当初から保険契約を解約して、解約返戻金を活用するのも一つの方法です。
早期に返済する
契約者貸付の金利が低く設定されているとはいえ、長期にわたって借りていると金利負担が増えていって保険が失効してしまう可能性があります。そのため、契約者貸付はあくまでも一時的な借り入れと考えて、早期に返済することが前提です。
手数料の二重負担
契約者貸付は、保険加入のための手数料と借り入れするための手数料と二重に負担していることを考えて借り入れすると良いでしょう。
カードローンとの比較
契約者貸付と良く比較されるのが、銀行や消費者金融会社が提供しているカードローンです。契約者貸付とカードローンと比較する前に、カードローンとはどのような商品かを解説していきます。
カードローンとは?
カードローンとは、資金使途が自由で好きな時に出し入れができる借入金です。生活費や冠婚葬祭などでお金が必要になった時、簡単に融資を受けることができますのでとても利便性の高い商品です。
カードローンの商品性
ここでは、カードローンの商品性について解説していきます。
借入限度額の範囲内なら何度でも借り入れ返済ができる
他のローンは一回借り入れをすると後は返済していくだけですが、カードローンは借入限度額の範囲内なら何回でも借り入れ、返済ができます。お金が必要な時は借り入れをし、余裕資金がある時はいつでも返済をすることができるのです。
資金使途が自由
他のローンのほとんどは、資金使途が決まっています。例えば、住宅ローンは住宅購入やリフォーム資金のために利用しないといけません。
また、マイカーローンは車の購入のために利用しないといけません。しかし、カードローンは資金使途が自由なので、生活費にも利用できますし、急な飲み会や旅行の資金にも利用することができるのです。
ただし、事業用の資金として利用することは、ほとんどの金融機関で禁止されています。
金利は高めに設定
カードローンの金利は、住宅ローンや自動車ローンや教育ローンなどと比べて高めに設定されています。

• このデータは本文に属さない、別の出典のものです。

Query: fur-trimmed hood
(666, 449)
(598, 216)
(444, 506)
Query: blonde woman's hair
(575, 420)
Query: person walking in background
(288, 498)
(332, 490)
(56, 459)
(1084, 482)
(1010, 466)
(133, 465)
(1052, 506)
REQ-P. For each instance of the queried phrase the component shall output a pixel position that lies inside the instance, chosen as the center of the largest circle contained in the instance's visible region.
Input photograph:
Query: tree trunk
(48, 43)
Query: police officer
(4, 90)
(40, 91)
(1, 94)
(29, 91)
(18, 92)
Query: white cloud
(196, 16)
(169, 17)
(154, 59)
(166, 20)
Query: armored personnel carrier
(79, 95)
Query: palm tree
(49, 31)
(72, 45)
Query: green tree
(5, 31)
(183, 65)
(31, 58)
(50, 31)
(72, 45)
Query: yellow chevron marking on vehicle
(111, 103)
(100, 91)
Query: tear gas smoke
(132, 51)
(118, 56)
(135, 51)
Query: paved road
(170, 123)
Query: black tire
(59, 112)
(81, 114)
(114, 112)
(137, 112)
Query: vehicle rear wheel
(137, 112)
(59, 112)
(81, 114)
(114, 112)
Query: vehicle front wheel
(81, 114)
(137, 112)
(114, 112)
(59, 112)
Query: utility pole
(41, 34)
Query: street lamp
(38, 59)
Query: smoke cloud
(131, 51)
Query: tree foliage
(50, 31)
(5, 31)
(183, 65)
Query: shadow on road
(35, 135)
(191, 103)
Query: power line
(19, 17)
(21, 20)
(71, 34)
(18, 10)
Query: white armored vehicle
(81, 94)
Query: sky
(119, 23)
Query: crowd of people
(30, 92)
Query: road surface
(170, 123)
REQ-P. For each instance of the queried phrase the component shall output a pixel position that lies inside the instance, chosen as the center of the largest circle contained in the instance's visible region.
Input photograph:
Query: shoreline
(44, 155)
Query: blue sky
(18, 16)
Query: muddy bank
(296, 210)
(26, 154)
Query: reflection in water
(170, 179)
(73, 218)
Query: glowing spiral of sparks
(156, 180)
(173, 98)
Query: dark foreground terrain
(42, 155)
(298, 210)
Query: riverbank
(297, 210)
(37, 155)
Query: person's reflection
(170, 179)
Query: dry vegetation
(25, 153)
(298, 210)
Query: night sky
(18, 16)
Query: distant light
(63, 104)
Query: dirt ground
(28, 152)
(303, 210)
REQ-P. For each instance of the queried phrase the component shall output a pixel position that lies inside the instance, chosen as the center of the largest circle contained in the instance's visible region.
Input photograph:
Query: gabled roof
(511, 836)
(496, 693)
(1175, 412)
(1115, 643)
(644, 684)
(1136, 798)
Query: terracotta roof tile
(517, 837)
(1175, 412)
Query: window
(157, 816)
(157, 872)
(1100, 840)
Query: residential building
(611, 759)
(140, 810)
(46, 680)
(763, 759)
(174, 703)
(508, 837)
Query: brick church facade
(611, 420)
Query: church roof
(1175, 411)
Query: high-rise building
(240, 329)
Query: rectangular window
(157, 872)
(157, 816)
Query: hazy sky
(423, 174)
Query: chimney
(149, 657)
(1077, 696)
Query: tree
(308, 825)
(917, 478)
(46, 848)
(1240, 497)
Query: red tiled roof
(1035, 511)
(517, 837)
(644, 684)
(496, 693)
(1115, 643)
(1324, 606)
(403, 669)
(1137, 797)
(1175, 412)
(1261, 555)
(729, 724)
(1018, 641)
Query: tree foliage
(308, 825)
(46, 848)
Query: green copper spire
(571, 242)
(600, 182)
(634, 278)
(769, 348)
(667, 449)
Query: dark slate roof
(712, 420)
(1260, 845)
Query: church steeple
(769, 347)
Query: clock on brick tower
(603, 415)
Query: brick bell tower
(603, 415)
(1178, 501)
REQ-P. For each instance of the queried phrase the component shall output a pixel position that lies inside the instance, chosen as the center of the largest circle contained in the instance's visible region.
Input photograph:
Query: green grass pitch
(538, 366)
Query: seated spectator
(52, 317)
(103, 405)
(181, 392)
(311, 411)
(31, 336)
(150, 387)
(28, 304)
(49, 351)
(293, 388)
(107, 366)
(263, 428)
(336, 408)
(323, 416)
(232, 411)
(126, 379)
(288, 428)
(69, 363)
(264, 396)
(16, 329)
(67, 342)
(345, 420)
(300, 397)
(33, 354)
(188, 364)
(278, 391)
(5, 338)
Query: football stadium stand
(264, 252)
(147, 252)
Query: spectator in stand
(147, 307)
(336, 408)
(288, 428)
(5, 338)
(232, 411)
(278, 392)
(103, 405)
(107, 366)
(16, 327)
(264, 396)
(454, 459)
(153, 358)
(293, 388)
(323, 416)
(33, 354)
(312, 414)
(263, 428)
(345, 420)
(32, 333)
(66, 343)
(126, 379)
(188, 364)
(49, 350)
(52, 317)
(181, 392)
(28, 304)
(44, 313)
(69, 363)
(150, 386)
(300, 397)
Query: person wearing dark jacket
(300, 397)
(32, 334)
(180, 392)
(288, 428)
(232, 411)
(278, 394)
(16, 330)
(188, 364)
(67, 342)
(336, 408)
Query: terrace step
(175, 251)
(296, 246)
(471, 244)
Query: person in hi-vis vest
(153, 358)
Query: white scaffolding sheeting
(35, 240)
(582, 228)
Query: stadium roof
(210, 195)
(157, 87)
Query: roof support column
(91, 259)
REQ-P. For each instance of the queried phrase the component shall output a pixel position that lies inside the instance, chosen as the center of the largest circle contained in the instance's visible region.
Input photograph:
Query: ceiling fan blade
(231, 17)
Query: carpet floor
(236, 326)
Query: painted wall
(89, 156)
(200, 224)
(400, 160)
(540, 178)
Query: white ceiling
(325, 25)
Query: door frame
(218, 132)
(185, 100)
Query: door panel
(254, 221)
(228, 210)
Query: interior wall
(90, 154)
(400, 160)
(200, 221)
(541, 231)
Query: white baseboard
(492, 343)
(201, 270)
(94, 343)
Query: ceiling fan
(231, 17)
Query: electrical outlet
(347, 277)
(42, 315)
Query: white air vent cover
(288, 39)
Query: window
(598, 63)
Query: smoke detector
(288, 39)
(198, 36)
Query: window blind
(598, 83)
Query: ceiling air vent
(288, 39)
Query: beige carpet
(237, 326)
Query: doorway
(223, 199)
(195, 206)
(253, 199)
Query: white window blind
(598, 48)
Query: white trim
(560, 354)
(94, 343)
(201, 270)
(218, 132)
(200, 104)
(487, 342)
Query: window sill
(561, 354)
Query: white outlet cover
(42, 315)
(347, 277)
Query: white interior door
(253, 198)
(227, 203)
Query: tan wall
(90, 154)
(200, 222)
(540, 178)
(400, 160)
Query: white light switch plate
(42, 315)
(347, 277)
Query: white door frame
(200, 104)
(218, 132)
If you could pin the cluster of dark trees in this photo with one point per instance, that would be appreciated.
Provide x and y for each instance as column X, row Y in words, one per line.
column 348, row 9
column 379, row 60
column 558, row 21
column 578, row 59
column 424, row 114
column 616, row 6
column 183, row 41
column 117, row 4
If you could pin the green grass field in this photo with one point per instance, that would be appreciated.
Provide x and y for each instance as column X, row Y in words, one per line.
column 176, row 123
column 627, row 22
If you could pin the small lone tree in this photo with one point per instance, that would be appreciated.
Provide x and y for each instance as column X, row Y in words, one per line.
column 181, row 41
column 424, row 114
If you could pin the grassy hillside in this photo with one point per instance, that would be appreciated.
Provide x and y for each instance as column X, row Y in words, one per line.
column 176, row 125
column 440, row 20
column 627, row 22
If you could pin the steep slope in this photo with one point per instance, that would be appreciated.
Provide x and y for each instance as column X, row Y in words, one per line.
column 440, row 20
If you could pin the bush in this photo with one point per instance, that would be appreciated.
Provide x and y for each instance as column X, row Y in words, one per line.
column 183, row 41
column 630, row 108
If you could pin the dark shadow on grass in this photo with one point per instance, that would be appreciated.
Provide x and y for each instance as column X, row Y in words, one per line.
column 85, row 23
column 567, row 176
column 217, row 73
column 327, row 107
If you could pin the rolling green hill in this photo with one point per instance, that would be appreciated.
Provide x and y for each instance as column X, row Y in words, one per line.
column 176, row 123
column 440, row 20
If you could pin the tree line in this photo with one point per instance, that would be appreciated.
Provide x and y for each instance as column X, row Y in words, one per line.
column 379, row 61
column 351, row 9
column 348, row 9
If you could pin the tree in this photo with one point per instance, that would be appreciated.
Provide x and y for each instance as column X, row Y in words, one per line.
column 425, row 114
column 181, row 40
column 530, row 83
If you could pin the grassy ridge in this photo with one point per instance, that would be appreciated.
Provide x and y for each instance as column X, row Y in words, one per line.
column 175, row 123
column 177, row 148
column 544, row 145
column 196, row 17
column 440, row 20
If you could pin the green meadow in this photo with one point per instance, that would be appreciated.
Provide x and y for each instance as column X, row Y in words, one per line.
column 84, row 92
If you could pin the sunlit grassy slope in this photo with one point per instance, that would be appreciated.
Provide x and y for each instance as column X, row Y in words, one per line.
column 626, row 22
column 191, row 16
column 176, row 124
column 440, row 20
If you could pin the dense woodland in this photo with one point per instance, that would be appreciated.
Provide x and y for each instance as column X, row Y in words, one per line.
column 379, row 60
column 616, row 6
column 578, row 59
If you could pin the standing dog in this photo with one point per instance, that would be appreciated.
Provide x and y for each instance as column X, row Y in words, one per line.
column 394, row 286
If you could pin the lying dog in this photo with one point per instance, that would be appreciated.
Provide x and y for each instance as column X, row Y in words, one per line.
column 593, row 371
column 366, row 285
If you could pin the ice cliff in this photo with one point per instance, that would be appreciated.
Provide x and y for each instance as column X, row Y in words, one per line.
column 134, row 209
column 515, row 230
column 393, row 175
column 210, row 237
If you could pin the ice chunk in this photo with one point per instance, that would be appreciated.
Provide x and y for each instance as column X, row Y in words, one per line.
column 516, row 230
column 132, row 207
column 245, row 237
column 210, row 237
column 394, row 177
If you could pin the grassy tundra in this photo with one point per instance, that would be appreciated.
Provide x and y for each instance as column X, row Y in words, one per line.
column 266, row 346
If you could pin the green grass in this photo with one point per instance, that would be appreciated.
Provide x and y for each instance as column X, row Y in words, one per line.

なぜなら、カードローンは資金使途が自由であったり、借入限度額までなら何度でも借り入れできることから貸し倒れリスクが高いからです。
以下は主なカードローンの金利です。
メガバンクカードローン
カードローン名 | 金利(実質年率) | 借入限度額 |
---|---|---|
みずほ銀行カードローン | 2.0%~14.0% | 10万円~800万円 |
三菱UFJ銀行カードローン「バンクイック」 | 1.8%~14.6% | 10万円~500万円 |
三井住友銀行カードローン | 4.0%~14.5% | 10万円~800万円 |
りそな銀行カードローン | 3.5%~12.475% | 30万円~800万円 |
ネット銀行カードローン
カードローン名 | 金利(実質年率) | 借入限度額 |
---|---|---|
イオン銀行カードローン | 3.8%~13.8% | 10万円~800万円 |
楽天銀行カードローン「スーパーローン」 | 1.9%~14.5% | 10万円~800万円 |
住信SBIネット銀行MR.カードローン | 0.99%~14.79% | 10万円~1,200万円 |
オリックス銀行カードローン | 1.7%~17.8% | 最高800万円 |
じぶん銀行カードローン「じぶんローン」 | 1.7%~17.5% | 10万円~800万円 |
PayPay銀行ネットキャッシング | 2.5%~18.0% | 10万円~1,000万円 |
ソニー銀行カードローン | 2.5%~13.8% | 10万円~800万円 |
消費者金融カードローン
カードローン名 | 金利(実質年率) | 借入限度額 |
---|---|---|
アイフル | 3.0%~18.0% | 最大800万円 |
アコム | 3.0%~18.0% | 1万円~800万円 |
プロミス | 4.5%~17.8% | 1万円~500万円 |
SMBCモビット | 3.0%~18.0% | 1万円~800万円 |
レイク | 4.5%~18.0% | 1万円~500万円 |
J.Score | 0.8%~12.0% | 10万円~1,000万円 |
カードローンの借入方法
カードローンの借入方法は金融機関によって異なりますが、以下の方法が一般的です。
提携ATMなどからの借り入れ
ローンカードを利用して、自社のATMやコンビニATMなどの提携ATMから借り入れを行う方法です。借り入れの操作は、キャッシュカードを利用したATMからの出金と同じように行います。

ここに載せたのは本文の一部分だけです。